If someone is at their workstation and doing work, they’re entitled to be paid. If on the other hand, an employee is at lunch, is not at their workstation, is free to do whatever they want, and to go wherever they wish, all for a period greater than 30 minutes, then (generally) the employer does not need to pay them. There can be some areas that are kind of gray – for example, if a worker is required to keep their phone and be on the lookout for texts, then they might be entitled to be paid for that time. My partner blogged about this a few years ago. I won’t delve into that more now.
Rather, what’s of interest today should fall in the zone of the obvious. Earlier this month, the Department of Labor (“DOL”) announced that it had filed suit against a number of skilled nursing operators alleging that they had failed to pay a large number of personnel for many hours including a significant amount of overtime. Now I don’t want to pass judgment since the suit has just begun and the employer presumably will disagree with DOL’s allegations. However, there are a couple of things that, if true, should perhaps raise an eyebrow.
Here's the gist of what DOL alleged: the operators of a number of nursing facilities had a policy that ostensibly permitted employees to take a lunch break of 30 minutes or more for which they would not be paid. So far, that’s fine. If an employer provides a lunch break of 30 minutes or more in which the worker is completely relieved of their duties and is free to leave their work station, the employee almost always need not be paid.

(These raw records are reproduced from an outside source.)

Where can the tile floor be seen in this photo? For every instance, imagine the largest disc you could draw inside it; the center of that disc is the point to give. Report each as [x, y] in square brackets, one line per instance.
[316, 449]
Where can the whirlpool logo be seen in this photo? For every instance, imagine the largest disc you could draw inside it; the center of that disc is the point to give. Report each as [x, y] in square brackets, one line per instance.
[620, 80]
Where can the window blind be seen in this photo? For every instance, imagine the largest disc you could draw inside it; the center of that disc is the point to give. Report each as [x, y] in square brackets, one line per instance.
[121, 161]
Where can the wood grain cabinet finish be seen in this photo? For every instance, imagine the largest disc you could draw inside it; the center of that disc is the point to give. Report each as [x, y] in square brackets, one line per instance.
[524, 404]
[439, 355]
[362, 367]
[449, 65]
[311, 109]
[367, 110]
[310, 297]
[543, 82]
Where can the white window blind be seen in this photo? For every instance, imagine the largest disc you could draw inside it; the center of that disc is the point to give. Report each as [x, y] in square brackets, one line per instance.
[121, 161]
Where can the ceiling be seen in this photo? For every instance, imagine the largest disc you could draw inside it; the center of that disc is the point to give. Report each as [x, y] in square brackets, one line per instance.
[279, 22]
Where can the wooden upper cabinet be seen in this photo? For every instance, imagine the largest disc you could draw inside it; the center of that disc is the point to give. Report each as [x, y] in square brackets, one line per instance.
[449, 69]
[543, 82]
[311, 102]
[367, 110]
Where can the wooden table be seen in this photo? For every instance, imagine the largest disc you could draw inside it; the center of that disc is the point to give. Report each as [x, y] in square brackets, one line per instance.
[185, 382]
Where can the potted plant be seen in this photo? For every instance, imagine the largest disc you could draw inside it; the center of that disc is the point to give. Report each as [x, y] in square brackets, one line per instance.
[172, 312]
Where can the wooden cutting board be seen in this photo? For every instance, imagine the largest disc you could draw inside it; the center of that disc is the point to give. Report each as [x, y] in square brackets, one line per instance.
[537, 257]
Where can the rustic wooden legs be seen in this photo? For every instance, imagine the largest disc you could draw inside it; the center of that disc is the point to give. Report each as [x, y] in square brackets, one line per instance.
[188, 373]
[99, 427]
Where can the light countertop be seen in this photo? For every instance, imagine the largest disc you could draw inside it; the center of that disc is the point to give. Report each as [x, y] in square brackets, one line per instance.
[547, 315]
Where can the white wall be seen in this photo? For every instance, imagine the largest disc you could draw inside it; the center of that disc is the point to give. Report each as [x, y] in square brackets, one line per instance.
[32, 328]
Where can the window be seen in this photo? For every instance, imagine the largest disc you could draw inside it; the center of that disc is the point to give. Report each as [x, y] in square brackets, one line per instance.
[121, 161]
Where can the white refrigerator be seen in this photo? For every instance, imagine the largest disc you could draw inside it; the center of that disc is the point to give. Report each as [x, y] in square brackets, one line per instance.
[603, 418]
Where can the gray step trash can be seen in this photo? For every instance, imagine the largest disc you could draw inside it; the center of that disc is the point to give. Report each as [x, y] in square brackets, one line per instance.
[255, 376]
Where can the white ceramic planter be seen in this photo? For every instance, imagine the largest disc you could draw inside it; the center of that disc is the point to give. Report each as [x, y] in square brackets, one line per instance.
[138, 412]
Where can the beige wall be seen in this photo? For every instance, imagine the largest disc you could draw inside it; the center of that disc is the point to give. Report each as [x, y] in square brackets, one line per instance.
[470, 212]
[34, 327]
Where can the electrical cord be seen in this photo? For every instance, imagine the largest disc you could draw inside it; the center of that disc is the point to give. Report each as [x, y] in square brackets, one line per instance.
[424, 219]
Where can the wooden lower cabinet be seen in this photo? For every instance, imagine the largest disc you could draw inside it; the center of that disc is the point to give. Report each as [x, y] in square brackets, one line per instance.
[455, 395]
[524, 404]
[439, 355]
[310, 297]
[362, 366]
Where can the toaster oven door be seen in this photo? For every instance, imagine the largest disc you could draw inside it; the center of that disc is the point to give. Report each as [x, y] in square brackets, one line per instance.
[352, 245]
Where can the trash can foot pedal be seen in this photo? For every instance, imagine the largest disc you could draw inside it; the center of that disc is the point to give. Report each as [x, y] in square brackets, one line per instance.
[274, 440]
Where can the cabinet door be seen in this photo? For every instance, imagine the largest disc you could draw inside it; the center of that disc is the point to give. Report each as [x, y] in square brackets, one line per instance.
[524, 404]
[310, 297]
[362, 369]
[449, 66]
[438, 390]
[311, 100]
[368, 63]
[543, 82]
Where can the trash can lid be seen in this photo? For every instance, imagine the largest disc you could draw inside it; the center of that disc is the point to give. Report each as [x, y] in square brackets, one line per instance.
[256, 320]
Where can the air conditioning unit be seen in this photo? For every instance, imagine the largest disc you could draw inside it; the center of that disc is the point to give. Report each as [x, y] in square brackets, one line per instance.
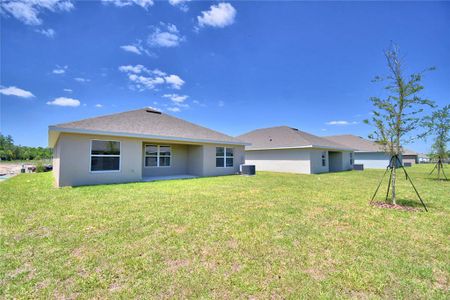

According to DOL, these workers regularly worked through their lunch breaks because there were staff shortages. Accordingly, they would not sign out for lunch. If the employers had paid them for this time, there (likely) would not have been a problem. Here, however, DOL asserts that the employers actually automatically deducted 30 minutes from the employees’ time records if they had not clocked out regardless of whether the employee actually had taken a break or not. And, apparently, the employers lacked any records that supported the deduction of the hours. Further, DOL alleges that the employers failed to pay many hours of overtime due to the fact that the employees’ paid hours were arbitrarily reduced.
If all this is true, then there are several problems here. First, if the employer “suffered or permitted” the employees to work, then it should have paid them for this time. But suppose that the employer actually required the workers to take a break and further suppose that the employees did take those breaks but failed to clock out, then the employer shouldn’t be required to pay them for the time. Right? However, documentation is crucial – thus, these employers’ practice of automatically marking hours down by 30 minutes was a risky proposition. No doubt DOL filed suit because the lack of records to support the time deductions led them to find that the workers were underpaid.
So, here’s our general advice: if you have an hourly nonexempt workforce, implement a system that requires employees to accurately clock in and out when they arrive at work, when they take breaks – especially unpaid meal breaks – and when they leave work for the day. While most employers and employees follow their respective rules, sometimes supervisors wrongfully require their staff to clock out but continue working, or, on the other hand, some workers take breaks while staying on the clock. We’ve seen both.
It's all well and good to have a strict break policy in which the employer requires a break be taken. If you’re concerned that breaks aren’t being taken or that records are being falsified, the best solution is to investigate the situation and counsel your workforce where needed. But an automatic deduction of time in the absence of good records is a poor substitute for careful management.
Otherwise, you might discover there’s no free working lunch.